Having determined the posterior, you can obtain predictions for $f(x)$ at any collection of $x$ values. These predictions are **not** just point estimates but full probability distributions, meaning that confidence estimates can be obtained. For any input you receive not just the prediction, but a measure of how *sure* the model is about that prediction.

To summarise, the main advantages of GP regression models are:

* Observation uncertainty on $y$-values is quantified. If you are unsure about your true $y$-values to begin with, then the GP will take this into account.
* Extrapolation uncertainty is quantified. The further away the point you wish to predict is from truth data, the less sure your model will be about its prediction.
* Flexible posteriors, allowing you to include more upfront information about the expected behaviour of the model.
* Predictions come with full probability distributions for uncertainty quantification.

### Theoretical Shortcomings

Standard GP regression is not a panacea for regression problems, and one should take the following into account:

* Predictions must be normally distributed, which may be at odds with what you know about the data (e.g., always positive).
* Uncertainty on the input ($x$) values cannot be handled, meaning that the model may be more sure about a prediction than it ought to be.
* Exact inference scales cubicly with dataset size. This means that for $n$ data points, the inference runs in $\mathcal{O}(n^3)$ time, which can get very slow very quickly.

The Mathematics Behind Gaussian Processes
-----------------------------------------

Gaussian processes are not an easy thing to understand, and the allusion to linear and multinomial regression can only carry the reader so far. The following explanation is taken from Chapter 2 of :cite:`Rasmussen06`, which although a thorough exploration of the theory, does not make for light reading.

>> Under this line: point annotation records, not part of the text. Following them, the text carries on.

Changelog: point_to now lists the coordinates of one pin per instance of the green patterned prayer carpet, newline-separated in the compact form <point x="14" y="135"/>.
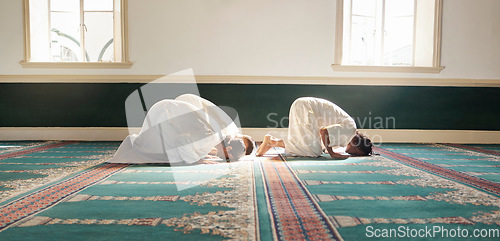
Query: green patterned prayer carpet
<point x="66" y="191"/>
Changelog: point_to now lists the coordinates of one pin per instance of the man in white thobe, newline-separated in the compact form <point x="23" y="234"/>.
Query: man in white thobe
<point x="180" y="131"/>
<point x="315" y="123"/>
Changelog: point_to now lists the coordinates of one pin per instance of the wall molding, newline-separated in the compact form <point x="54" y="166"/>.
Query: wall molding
<point x="239" y="79"/>
<point x="377" y="135"/>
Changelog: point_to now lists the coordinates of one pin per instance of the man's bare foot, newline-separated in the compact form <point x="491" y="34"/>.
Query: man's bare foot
<point x="268" y="143"/>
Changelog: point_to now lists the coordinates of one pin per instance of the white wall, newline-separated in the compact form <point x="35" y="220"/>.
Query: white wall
<point x="262" y="38"/>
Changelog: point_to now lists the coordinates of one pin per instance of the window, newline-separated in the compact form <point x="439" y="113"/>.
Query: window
<point x="75" y="33"/>
<point x="388" y="35"/>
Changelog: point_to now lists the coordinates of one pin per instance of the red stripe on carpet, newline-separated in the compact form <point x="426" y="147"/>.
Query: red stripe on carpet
<point x="49" y="196"/>
<point x="294" y="213"/>
<point x="472" y="148"/>
<point x="36" y="149"/>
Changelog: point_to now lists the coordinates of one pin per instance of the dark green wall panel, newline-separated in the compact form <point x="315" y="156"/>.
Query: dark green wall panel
<point x="404" y="107"/>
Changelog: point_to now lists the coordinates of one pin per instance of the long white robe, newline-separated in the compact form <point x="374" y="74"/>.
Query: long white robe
<point x="307" y="116"/>
<point x="180" y="131"/>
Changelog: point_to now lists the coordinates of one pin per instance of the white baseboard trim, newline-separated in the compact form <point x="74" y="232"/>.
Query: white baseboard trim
<point x="377" y="135"/>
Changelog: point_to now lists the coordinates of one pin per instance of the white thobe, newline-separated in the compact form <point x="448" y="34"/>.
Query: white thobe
<point x="175" y="131"/>
<point x="307" y="116"/>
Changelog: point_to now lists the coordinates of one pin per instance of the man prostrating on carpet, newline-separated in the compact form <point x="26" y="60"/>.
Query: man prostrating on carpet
<point x="184" y="131"/>
<point x="315" y="123"/>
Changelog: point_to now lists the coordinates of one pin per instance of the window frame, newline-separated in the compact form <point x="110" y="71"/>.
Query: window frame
<point x="123" y="64"/>
<point x="339" y="34"/>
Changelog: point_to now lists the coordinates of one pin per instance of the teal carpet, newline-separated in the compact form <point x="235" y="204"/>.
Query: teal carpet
<point x="65" y="191"/>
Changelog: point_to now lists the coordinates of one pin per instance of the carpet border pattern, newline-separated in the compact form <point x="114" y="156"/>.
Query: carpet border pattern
<point x="293" y="211"/>
<point x="40" y="200"/>
<point x="474" y="181"/>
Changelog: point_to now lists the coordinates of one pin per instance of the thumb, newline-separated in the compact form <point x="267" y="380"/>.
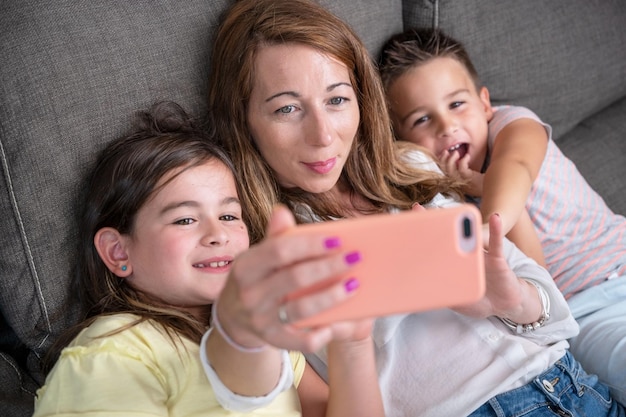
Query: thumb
<point x="281" y="220"/>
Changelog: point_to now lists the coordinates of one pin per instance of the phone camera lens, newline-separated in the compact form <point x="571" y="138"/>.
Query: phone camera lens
<point x="467" y="227"/>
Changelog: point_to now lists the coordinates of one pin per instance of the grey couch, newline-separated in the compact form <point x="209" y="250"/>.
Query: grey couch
<point x="72" y="72"/>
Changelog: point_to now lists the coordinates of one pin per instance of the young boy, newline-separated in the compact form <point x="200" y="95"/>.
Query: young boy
<point x="513" y="168"/>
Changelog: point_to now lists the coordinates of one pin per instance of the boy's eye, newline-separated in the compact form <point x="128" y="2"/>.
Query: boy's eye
<point x="420" y="120"/>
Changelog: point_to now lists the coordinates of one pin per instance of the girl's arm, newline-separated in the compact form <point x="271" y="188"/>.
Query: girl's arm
<point x="517" y="155"/>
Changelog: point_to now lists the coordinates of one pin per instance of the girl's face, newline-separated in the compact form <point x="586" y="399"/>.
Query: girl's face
<point x="436" y="105"/>
<point x="186" y="236"/>
<point x="303" y="115"/>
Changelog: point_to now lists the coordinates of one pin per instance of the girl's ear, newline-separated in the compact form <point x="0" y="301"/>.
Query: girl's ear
<point x="111" y="247"/>
<point x="484" y="97"/>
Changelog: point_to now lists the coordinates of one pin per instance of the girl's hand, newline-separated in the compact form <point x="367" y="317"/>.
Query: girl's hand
<point x="252" y="307"/>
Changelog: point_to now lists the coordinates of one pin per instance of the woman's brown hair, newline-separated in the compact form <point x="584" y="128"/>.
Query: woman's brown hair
<point x="373" y="169"/>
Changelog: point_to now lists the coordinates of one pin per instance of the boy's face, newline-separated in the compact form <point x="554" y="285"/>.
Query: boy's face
<point x="436" y="105"/>
<point x="186" y="236"/>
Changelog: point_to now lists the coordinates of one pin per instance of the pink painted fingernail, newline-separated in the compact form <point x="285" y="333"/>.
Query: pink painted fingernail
<point x="351" y="284"/>
<point x="353" y="257"/>
<point x="332" y="242"/>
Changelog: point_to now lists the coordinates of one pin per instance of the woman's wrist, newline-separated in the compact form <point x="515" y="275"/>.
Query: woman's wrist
<point x="526" y="326"/>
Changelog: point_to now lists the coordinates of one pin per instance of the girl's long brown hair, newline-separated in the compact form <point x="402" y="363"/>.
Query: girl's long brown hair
<point x="125" y="176"/>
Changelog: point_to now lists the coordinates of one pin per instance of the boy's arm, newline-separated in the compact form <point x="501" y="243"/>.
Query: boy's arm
<point x="525" y="237"/>
<point x="517" y="155"/>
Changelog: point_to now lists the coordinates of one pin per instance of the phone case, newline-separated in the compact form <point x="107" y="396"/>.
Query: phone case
<point x="410" y="261"/>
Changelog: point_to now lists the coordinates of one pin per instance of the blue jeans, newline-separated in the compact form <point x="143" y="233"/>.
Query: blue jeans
<point x="563" y="390"/>
<point x="601" y="344"/>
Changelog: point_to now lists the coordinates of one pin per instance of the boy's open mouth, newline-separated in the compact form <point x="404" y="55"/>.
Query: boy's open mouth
<point x="461" y="148"/>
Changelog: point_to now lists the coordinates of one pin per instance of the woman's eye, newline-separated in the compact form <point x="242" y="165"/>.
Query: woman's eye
<point x="286" y="109"/>
<point x="229" y="218"/>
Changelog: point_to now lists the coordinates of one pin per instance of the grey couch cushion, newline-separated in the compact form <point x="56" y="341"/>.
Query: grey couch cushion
<point x="564" y="59"/>
<point x="72" y="74"/>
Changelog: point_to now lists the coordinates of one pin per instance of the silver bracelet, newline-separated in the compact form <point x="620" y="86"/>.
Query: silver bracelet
<point x="545" y="313"/>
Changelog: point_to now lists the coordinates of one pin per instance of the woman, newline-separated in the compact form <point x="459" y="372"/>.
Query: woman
<point x="306" y="124"/>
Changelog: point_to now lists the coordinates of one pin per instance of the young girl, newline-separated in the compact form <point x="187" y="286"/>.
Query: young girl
<point x="305" y="120"/>
<point x="161" y="227"/>
<point x="513" y="168"/>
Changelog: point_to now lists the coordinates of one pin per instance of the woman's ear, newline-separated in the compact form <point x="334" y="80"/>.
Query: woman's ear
<point x="111" y="247"/>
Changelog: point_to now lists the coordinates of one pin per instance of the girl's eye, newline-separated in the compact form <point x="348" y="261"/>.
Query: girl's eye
<point x="286" y="109"/>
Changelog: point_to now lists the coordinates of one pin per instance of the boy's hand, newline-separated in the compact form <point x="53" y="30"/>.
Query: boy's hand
<point x="457" y="167"/>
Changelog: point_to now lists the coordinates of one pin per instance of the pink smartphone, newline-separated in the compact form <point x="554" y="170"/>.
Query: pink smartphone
<point x="410" y="261"/>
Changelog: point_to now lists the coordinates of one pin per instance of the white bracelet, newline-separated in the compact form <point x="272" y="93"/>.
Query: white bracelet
<point x="241" y="403"/>
<point x="545" y="313"/>
<point x="218" y="326"/>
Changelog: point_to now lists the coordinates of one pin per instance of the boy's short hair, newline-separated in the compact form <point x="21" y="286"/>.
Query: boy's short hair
<point x="415" y="47"/>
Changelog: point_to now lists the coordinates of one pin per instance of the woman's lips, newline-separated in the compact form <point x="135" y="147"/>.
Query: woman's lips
<point x="321" y="167"/>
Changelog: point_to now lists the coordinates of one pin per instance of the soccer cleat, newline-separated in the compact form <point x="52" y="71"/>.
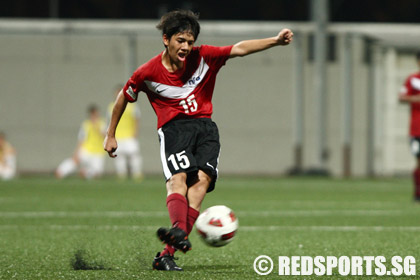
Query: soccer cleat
<point x="175" y="237"/>
<point x="165" y="262"/>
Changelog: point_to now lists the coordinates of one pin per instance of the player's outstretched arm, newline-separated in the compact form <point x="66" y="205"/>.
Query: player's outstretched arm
<point x="110" y="143"/>
<point x="243" y="48"/>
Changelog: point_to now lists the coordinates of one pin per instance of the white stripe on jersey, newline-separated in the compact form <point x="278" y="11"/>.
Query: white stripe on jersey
<point x="175" y="92"/>
<point x="415" y="83"/>
<point x="166" y="170"/>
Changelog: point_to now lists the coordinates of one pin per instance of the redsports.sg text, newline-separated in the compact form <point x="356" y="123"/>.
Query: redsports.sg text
<point x="329" y="265"/>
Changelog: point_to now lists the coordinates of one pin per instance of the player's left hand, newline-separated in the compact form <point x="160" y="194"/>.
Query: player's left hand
<point x="285" y="37"/>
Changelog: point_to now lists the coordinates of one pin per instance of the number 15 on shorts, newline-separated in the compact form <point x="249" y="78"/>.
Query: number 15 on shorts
<point x="179" y="160"/>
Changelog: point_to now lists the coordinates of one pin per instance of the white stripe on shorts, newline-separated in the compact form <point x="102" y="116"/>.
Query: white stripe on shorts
<point x="166" y="170"/>
<point x="415" y="147"/>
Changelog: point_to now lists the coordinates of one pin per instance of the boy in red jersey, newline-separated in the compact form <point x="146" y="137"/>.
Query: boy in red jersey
<point x="179" y="84"/>
<point x="410" y="93"/>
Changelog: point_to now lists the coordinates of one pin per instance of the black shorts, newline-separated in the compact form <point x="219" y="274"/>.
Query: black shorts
<point x="415" y="146"/>
<point x="188" y="146"/>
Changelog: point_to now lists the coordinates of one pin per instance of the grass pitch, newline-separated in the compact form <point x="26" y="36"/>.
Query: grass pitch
<point x="105" y="229"/>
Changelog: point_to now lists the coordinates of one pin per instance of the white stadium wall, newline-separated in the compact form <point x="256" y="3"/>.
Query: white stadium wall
<point x="48" y="80"/>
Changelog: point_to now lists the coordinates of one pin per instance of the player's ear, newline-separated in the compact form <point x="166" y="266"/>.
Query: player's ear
<point x="165" y="40"/>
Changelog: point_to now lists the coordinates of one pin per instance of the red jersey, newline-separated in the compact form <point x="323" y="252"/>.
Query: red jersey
<point x="412" y="87"/>
<point x="185" y="93"/>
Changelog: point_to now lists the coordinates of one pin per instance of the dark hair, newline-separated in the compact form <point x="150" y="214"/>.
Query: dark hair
<point x="179" y="21"/>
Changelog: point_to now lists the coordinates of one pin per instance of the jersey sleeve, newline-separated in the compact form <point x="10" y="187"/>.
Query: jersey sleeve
<point x="215" y="57"/>
<point x="407" y="89"/>
<point x="134" y="85"/>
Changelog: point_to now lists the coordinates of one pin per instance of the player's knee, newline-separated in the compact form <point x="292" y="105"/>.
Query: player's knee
<point x="204" y="178"/>
<point x="177" y="184"/>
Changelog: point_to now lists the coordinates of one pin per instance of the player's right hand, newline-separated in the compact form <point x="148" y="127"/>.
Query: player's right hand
<point x="110" y="146"/>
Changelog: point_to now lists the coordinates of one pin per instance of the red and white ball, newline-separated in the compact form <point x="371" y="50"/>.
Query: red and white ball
<point x="217" y="225"/>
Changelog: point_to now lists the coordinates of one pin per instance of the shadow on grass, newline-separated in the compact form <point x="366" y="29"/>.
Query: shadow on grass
<point x="82" y="261"/>
<point x="215" y="268"/>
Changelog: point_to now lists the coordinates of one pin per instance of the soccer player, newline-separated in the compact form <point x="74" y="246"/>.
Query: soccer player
<point x="128" y="144"/>
<point x="410" y="93"/>
<point x="89" y="155"/>
<point x="179" y="84"/>
<point x="7" y="159"/>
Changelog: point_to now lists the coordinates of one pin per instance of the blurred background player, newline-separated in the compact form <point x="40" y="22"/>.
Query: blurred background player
<point x="7" y="159"/>
<point x="128" y="160"/>
<point x="410" y="93"/>
<point x="89" y="155"/>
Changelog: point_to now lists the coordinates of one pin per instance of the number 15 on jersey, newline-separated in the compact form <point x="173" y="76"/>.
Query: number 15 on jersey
<point x="189" y="104"/>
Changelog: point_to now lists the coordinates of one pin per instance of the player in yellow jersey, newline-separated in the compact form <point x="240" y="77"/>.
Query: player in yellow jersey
<point x="128" y="160"/>
<point x="89" y="155"/>
<point x="7" y="159"/>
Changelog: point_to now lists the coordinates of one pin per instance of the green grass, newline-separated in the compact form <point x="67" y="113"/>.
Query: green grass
<point x="109" y="226"/>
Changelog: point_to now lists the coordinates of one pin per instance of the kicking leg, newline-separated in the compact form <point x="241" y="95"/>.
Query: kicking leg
<point x="178" y="208"/>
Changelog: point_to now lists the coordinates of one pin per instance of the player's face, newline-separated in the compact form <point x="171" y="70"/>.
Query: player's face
<point x="179" y="46"/>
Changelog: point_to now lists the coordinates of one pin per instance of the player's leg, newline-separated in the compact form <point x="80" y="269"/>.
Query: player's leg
<point x="176" y="140"/>
<point x="415" y="149"/>
<point x="195" y="195"/>
<point x="417" y="180"/>
<point x="135" y="160"/>
<point x="121" y="165"/>
<point x="207" y="156"/>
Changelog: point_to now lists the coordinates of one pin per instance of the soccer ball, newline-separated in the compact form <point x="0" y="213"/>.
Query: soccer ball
<point x="217" y="225"/>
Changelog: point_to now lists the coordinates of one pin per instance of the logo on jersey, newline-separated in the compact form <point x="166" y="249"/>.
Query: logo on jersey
<point x="175" y="92"/>
<point x="131" y="93"/>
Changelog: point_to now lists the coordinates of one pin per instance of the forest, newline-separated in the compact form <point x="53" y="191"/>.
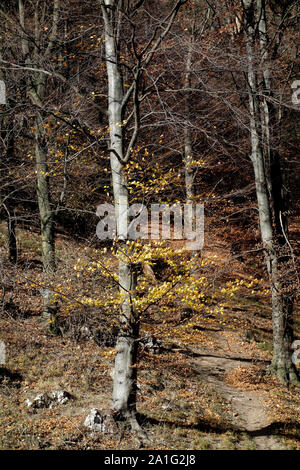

A Gaussian process is completely specified by its *mean function* and *covariance function*. These are denoted by $m(x)$ and $k(x, x')$ respectively, and defined as follows:

$$ \begin{align}
    m(x) &= E[f(x)], \\
    k(x, x') &= E[(f(x) - m(x))(f(x') - m(x'))].
\end{align} $$

Note that the covariance between the *outputs* is written as a function of the *inputs*. We write the Gaussian process as a distribution not dissimilar to a Gaussian distribution, except instead of being over the real numbers it is over the *function space* over the reals:

$$ f \sim GP(m(x), k(x, x')). $$

A common choice for the mean function is the *zero function*:

$$m(x) = 0,$$

and a common choice for the covariance function is the *squared exponential* function:

$$k(x, x') = e^{-\frac{1}{2}|x-x'|^2}.$$

(Other choices are available, and when to use them depends on the type of data you have, and behaviours you expect from your model.)  As the distance between $x$ and $x'$ decreases to zero, the covariance approaches 1, and as the distance increases to infinity, the covariance approaches zero. This makes sense, since the effect of a given data point on our truth data should depend somewhat on how close we are to that data point.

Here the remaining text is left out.